Denis Coderre hérite de la mairie de Montréal. C’est beaucoup de pouvoir et surtout, une lourde responsabilité. Le nouveau maire reçoit pourtant son mandat sous forme d’avertissement.

Le «rassembleur» qu’il s’est dit être, une forte majorité de Montréalais n’y a pas cru. Au rôle de Monsieur Net, non plus. La division du vote et la montée fulgurante de Mélanie Joly en témoignent. Cette percée d’une inconnue au programme plutôt mince s’explique en partie par sa principale «qualité» – celle de ne pas être identifiée à une classe politique «professionnelle» en partie discréditée.

Nettoyer les écuries

Richard Bergeron et Marcel Côté sont aussi victimes de cet air du temps où une simple image de «nouveauté» peut tenir lieu de programme. Appelons-ça le syndrome Justin Trudeau.

À la nouvelle administration Coderre, la question sera posée. Sa volonté de nettoyer les écuries encrassées de l’administration Tremblay-Zampino-Applebaum sera-t-elle au rendez-vous? Pour le nouveau maire, ses quatorze ans au Parti libéral du Canada sont un gage rassurant d’«expérience». Pour les Montréalais qui n’ont pas voté pour lui, c’est plutôt une raison de s’inquiéter. Même chose pour sa décision de s’adjoindre plusieurs «ex» du parti Union Montréal de Gérald Tremblay.

Non pas pour cause de «culpabilité par association», mais de culture politique.
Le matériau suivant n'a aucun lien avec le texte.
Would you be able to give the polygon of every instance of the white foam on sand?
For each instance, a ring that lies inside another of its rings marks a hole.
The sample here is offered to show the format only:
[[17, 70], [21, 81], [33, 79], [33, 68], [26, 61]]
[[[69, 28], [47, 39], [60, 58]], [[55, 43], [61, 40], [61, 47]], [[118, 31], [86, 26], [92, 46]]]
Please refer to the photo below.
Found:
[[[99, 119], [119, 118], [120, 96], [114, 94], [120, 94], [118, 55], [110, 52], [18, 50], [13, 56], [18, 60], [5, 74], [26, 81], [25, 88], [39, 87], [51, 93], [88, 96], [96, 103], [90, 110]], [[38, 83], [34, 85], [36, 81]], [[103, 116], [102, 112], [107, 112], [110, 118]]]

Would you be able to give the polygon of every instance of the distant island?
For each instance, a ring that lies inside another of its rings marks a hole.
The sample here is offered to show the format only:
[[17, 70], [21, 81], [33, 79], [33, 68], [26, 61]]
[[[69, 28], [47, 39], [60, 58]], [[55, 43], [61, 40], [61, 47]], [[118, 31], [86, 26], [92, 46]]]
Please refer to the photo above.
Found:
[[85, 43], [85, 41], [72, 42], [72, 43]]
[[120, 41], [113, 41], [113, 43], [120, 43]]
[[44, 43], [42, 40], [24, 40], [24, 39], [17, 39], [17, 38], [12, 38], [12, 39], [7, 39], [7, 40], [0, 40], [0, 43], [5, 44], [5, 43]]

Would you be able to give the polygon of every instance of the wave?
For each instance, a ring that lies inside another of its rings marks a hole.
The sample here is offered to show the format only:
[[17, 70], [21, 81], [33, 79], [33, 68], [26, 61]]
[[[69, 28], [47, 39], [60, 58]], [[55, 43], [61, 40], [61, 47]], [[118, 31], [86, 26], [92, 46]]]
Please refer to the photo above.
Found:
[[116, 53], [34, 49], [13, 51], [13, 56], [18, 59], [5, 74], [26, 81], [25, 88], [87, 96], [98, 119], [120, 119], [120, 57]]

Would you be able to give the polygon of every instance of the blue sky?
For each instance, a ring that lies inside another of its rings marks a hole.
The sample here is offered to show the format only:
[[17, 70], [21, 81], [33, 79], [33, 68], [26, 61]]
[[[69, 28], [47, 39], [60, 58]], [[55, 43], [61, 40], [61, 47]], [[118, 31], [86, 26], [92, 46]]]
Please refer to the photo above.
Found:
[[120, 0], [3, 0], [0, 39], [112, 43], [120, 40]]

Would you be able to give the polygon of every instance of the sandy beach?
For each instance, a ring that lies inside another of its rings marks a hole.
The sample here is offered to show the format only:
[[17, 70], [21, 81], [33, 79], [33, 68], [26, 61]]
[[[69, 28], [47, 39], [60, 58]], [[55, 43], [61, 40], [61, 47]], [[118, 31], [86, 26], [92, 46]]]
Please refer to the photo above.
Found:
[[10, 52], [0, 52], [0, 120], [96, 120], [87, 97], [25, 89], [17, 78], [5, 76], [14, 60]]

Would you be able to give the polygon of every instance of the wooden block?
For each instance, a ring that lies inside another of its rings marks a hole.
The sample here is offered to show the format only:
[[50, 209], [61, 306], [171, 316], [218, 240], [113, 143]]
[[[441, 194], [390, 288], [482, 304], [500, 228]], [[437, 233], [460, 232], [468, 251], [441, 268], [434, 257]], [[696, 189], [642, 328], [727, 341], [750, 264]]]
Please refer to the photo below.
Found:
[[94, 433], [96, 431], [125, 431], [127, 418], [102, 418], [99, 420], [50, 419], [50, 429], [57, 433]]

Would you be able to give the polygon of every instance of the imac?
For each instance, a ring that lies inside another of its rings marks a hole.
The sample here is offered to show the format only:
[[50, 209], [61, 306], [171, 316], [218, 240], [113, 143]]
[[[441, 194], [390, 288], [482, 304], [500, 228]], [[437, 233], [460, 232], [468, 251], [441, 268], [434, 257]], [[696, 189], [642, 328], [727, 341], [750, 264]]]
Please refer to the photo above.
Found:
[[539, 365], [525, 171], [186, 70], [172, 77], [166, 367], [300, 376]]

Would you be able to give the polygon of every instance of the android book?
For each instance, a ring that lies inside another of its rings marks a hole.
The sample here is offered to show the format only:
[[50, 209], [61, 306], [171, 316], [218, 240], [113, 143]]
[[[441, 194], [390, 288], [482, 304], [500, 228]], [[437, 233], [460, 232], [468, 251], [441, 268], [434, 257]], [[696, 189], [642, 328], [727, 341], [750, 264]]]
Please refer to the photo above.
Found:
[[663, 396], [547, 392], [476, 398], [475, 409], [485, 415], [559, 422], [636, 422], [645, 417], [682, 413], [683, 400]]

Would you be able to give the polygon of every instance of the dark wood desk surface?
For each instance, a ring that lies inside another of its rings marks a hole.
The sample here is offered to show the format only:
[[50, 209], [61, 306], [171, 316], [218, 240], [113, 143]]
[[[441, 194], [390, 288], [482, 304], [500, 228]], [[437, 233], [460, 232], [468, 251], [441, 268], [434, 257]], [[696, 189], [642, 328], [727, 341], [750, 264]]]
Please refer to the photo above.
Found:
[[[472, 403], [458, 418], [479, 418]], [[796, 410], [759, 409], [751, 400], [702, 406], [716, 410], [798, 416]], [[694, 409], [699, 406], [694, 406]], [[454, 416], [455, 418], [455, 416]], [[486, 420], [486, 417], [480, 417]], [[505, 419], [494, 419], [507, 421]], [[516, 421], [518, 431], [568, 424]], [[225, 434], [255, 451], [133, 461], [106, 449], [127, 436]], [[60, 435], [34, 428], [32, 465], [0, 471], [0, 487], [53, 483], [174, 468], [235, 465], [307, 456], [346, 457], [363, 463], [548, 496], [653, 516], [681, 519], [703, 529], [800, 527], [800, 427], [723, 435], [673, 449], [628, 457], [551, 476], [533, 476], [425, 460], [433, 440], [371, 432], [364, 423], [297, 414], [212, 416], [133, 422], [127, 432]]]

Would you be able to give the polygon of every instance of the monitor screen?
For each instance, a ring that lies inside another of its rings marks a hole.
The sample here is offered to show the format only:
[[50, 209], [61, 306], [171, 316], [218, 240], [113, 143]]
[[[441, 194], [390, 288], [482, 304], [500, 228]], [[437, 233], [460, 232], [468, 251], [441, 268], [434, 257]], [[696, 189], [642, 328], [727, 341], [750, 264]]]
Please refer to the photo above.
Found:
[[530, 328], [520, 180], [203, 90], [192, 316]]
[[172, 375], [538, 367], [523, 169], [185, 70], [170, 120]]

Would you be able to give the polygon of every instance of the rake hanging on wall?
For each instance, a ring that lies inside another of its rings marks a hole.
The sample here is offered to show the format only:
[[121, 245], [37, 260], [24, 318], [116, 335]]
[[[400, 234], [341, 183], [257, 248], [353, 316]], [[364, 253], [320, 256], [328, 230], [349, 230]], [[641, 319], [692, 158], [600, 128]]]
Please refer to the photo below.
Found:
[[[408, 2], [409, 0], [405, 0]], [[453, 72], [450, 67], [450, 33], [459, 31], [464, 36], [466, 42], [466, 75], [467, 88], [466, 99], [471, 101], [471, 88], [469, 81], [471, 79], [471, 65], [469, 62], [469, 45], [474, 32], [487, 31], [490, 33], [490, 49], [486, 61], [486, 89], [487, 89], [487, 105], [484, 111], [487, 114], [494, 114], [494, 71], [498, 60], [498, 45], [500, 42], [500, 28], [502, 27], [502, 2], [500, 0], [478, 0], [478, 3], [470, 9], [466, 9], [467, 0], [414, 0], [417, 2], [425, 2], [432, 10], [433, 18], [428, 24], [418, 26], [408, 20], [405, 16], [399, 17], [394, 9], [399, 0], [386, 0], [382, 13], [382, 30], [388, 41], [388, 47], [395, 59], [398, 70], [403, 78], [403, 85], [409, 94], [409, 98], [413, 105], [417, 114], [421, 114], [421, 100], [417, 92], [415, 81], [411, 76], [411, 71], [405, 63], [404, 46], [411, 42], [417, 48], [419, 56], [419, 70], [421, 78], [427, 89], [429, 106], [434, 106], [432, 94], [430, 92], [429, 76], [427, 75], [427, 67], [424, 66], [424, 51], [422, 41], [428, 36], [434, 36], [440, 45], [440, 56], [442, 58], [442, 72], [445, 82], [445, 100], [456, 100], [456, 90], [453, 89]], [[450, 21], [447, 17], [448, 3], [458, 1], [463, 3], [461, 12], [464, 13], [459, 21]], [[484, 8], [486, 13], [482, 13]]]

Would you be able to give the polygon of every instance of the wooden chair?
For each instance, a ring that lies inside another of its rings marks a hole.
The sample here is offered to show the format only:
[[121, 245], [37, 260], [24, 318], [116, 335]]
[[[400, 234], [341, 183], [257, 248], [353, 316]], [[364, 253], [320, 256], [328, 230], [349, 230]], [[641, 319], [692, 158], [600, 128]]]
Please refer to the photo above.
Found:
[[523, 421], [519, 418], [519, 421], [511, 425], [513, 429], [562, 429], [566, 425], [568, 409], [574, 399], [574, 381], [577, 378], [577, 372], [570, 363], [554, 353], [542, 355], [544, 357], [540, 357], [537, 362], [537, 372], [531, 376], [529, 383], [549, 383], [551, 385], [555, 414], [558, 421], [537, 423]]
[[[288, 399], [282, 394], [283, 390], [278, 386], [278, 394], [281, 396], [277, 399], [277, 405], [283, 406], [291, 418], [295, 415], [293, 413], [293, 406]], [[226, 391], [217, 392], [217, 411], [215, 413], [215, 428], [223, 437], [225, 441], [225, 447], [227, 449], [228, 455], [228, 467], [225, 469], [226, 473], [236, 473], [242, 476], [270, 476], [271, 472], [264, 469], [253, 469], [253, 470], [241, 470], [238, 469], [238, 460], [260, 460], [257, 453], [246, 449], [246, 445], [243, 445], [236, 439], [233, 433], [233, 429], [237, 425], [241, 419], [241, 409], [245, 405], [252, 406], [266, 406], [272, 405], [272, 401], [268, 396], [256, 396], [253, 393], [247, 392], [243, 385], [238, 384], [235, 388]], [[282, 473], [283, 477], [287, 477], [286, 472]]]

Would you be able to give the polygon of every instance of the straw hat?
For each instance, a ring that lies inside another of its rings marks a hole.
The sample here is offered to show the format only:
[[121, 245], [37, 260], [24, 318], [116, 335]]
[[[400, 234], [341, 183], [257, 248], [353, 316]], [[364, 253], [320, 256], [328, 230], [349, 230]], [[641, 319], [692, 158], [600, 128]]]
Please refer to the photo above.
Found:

C’est connu, celle du PLC et d’Union Montréal confondait allègrement financement politique et favoritisme. Denis Coderre devra montrer concrètement qu’il ne mange pas de ce pain-là.

Renouveau recherché

En attendant, bien des Montréalais, à tort ou à raison, craindront de voir peu à peu se réinstaller l’influence indue d’entrepreneurs capables d’avoir rapidement l’«oreille» de l’hôtel de ville. Les gros contrats d’infrastructures, on le sait, sont une irrésistible jarre à biscuits de fonds publics dans laquelle même la mafia a pu se plonger les mains sans le moindre problème. Le tout, sous le nez d’un maire occupé à regarder ailleurs pour ne rien voir de la moisissure qui poussait dans sa propre équipe comme des champignons.

Pour mieux voler les Montréalais, on a vidé leur fonction publique de son expertise et sous-traité une partie de la gestion à des intérêts privés empressés d’en profiter. L’administration Tremblay a cédé le poulailler des deniers publics à une bande de renards particulièrement gloutons. Montréal, ville ouverte à la business menée dans des cafés de mafiosi et des salons plus feutrés de clubs privés. La commission Charbonneau a montré la scandaleuse véracité de ce portrait. Cette honte, elle ne doit plus se reproduire.

Résultat: l’heure du grand nettoyage a sonné. La vraie question étant : Denis Coderre saura-t-il se montrer à la hauteur de la tâche? Une chose est sûre : le fardeau de la preuve, il le portera lourdement pour les quatre prochaines années. Dans ce domaine, avant tout autre, il n’aura pas droit à l’erreur. Ce nettoyage, on ne s’en sort pas, est essentiel pour rétablir et redresser la métropole meurtrie du Québec.

Bref, qu’il le veuille ou non, il sera un maire sous haute surveillance. Sous surveillance de nombreux Montréalais plus exigeants que jamais.